Naoto Fukasawa : La première fois que j’ai rencontré Alberto Alessi, il m’a fait visiter sa maison, construite par l’architecte Alessandro Mendini (1931-2019), tout près du lac d’Orta, dans le nord de l’Italie. Les quelques vignes alentour n’étaient que le début de ce qui est devenu une grande exploitation viticole. Aujourd’hui, ils produisent du vin avec une étiquette inspirée d’un dessin de Leonardo.
Habité par une grande culture du design, Alberto est toujours prêt à tenter quelque chose. C’est un homme charmant, nimbé d’une sorte de sagesse. Un jour, il m’a dit: « Je me devais de solliciter un professionnel pour avoir quelque chose de parfait, avec les bonnes proportions et dimensions. » Inutile de vous dire combien cela m’a mis la pression! (Rires)
Que diriez-vous du dernier Salon du meuble de Milan ?
Naoto Fukasawa : Ces trois dernières années ont été quelque peu tranquilles pour moi. Mais les choses changent continuellement. B&B Italia, avec qui je travaille, appartient désormais à Design Holding, mais sa culture demeure. Molteni, l’une des dernières sociétés familiales, s’affirme parmi les leaders du marché avec Dada et Unifor.

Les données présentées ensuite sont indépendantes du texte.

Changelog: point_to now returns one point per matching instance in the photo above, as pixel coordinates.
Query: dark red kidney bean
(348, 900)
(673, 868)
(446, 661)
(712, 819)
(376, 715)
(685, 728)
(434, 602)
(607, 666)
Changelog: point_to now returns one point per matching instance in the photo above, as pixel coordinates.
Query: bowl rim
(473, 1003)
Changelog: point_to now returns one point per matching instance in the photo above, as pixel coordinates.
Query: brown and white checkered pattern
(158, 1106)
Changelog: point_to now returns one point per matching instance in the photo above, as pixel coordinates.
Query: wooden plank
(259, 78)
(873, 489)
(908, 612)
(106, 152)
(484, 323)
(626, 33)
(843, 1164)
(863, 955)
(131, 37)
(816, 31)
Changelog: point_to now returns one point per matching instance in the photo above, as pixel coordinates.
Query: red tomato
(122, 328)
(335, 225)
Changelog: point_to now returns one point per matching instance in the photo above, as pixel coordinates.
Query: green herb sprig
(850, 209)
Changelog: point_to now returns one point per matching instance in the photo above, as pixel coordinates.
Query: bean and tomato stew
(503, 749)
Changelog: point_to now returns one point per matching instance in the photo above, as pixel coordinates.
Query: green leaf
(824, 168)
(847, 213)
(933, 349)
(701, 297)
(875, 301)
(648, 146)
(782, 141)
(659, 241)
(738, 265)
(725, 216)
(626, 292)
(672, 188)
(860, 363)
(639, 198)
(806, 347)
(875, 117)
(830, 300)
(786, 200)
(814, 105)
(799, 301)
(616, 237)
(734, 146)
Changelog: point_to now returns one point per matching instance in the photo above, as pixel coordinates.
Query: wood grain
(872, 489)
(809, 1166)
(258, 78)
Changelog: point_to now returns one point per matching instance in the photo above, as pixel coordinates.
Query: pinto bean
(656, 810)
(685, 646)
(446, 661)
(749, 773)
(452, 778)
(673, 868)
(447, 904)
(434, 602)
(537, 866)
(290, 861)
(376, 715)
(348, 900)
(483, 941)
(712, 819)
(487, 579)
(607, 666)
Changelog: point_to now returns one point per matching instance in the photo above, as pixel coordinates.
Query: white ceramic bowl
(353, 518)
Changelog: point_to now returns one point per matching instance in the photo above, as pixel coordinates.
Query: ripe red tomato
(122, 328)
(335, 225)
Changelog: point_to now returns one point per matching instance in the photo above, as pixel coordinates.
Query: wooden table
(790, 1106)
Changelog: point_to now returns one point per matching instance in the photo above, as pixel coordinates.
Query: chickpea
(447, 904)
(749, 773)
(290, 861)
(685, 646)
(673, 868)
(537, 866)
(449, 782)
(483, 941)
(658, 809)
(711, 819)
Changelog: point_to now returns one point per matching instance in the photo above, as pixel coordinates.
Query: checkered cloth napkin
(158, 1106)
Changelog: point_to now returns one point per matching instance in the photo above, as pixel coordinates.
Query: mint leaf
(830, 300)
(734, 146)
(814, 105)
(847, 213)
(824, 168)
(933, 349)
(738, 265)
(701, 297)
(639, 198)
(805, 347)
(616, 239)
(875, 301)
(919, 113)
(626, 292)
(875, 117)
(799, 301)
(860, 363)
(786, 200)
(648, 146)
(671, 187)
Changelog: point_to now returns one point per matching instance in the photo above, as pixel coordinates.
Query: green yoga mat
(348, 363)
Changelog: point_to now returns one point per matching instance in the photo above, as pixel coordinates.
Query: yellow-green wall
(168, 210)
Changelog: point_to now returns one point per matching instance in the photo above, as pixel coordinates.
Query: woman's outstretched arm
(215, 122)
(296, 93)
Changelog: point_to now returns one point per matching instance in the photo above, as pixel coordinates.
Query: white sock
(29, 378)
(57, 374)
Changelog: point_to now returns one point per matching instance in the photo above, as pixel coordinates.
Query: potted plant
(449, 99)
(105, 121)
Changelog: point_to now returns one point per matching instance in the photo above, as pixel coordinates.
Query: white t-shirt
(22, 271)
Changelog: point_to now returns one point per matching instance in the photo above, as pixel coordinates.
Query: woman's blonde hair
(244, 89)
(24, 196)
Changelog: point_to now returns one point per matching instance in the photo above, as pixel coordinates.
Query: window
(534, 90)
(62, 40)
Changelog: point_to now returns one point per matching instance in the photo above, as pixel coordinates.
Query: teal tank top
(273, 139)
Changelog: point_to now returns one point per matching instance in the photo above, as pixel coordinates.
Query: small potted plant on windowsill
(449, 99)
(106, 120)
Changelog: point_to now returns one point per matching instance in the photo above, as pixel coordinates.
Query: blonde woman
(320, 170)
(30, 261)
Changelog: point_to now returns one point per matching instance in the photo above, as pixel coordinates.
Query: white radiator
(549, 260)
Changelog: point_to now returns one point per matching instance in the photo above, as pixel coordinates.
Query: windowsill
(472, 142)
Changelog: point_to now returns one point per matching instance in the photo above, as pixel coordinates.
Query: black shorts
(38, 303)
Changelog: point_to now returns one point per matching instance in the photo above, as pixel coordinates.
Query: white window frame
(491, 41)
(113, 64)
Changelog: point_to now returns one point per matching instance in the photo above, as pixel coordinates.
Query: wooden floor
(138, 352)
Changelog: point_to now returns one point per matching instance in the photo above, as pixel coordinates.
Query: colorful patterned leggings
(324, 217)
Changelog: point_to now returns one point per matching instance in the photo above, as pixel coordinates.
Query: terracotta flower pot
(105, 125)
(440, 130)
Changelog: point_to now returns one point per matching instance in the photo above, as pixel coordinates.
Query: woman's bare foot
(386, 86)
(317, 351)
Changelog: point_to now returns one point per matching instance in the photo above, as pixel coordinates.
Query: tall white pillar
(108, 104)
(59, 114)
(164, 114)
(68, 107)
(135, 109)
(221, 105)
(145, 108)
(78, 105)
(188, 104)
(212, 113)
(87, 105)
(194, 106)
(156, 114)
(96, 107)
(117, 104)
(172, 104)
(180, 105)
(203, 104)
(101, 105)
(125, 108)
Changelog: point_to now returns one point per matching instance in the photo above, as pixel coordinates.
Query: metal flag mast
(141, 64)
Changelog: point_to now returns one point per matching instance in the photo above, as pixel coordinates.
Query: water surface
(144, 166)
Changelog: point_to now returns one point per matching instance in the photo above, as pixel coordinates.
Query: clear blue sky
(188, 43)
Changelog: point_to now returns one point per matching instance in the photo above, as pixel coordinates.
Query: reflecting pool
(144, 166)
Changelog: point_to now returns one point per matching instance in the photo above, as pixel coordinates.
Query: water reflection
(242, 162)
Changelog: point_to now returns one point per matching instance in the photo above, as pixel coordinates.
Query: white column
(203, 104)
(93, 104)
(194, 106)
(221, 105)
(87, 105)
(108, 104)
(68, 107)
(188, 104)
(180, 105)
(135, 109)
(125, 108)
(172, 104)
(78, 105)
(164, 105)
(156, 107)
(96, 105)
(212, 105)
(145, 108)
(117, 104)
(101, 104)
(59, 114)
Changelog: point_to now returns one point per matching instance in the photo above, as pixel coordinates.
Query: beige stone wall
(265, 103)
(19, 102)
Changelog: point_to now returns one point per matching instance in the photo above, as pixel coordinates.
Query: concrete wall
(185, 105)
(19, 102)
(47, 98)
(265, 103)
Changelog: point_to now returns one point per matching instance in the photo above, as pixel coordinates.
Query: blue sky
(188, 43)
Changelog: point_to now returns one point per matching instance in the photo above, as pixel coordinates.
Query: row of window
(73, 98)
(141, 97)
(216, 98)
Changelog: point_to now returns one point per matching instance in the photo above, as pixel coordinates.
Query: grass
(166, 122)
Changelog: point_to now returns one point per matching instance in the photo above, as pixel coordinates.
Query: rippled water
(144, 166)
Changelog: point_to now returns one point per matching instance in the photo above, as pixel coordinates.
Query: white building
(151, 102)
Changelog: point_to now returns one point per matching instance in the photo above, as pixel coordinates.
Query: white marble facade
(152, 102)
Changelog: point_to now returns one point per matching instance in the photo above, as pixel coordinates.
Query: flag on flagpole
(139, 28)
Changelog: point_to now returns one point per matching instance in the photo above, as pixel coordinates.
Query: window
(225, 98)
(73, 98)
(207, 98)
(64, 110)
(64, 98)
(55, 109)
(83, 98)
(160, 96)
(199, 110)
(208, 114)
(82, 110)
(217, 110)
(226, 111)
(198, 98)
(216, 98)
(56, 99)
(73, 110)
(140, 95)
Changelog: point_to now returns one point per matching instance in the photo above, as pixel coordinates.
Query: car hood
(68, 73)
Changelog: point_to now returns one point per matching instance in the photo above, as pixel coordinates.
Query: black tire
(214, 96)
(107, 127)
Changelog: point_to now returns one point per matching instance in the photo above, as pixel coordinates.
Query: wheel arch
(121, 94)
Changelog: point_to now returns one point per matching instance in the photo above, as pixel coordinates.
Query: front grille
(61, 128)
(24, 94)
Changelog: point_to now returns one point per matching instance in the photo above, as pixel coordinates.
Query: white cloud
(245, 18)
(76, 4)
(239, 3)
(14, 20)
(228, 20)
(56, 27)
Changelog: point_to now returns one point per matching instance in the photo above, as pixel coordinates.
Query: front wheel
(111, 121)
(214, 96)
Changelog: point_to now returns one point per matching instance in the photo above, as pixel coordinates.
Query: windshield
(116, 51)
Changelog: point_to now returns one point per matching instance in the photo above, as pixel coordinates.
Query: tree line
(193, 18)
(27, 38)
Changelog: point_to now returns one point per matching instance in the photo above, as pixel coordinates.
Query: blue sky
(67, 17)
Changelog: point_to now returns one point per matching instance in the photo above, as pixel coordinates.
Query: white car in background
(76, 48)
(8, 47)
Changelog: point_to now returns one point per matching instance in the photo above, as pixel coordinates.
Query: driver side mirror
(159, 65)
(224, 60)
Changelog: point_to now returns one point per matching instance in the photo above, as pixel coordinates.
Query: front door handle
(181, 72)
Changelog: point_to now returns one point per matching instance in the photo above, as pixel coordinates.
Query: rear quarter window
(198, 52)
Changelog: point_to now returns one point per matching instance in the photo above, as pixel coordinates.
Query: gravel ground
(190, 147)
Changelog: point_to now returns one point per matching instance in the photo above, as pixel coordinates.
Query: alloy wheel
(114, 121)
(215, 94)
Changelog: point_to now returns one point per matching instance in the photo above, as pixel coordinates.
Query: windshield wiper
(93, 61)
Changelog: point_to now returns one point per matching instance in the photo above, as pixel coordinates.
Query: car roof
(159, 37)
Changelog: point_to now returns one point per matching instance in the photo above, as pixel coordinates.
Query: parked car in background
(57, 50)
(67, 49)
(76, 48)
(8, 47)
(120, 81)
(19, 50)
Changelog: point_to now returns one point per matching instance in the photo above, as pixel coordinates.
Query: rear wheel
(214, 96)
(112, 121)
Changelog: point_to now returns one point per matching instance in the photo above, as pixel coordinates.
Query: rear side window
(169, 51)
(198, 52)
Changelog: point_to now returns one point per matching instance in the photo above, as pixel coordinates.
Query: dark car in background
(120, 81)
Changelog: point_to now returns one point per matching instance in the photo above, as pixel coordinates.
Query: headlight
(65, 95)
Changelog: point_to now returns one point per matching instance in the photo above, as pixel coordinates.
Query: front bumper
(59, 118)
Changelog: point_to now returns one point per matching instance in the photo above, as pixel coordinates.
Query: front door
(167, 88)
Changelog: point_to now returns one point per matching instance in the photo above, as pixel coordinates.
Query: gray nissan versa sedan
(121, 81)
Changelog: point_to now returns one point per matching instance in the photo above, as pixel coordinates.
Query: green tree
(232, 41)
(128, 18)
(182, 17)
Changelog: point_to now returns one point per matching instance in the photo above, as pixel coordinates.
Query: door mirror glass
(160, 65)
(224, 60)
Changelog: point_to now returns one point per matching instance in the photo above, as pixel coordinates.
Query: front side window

Nous sommes à une période de redéfinition. Il est, du reste, inutile de faire une présentation de la plus belle chaise si c’est au prix d’un gaspillage de matériau, juste pour une semaine de Design Week. C’est un vrai problème. Ceci dit, le stand de Maruni est toujours très sobre. (Rires)
De Maruni à Zanat, on dirait en français que vous faites siège de tout bois…
Naoto Fukasawa : Je pense tout le temps à de nouveaux modèles. Je ne sais pas pourquoi l’un d’entre eux marche mieux qu’un autre. La chaise Hiroshima de Maruni est l’un de mes bestsellers. Sa simplicité est pertinente pour différents usages. Elle compte de nombreux détails, de courbes notamment.
Elle se distingue aussi par un travail de joints très précis, insensible au toucher. Une chaise, comme je l’ai évoqué précédemment, c’est aussi du ressenti. C’est la même chose pour une table. C’est la même chose pour tout.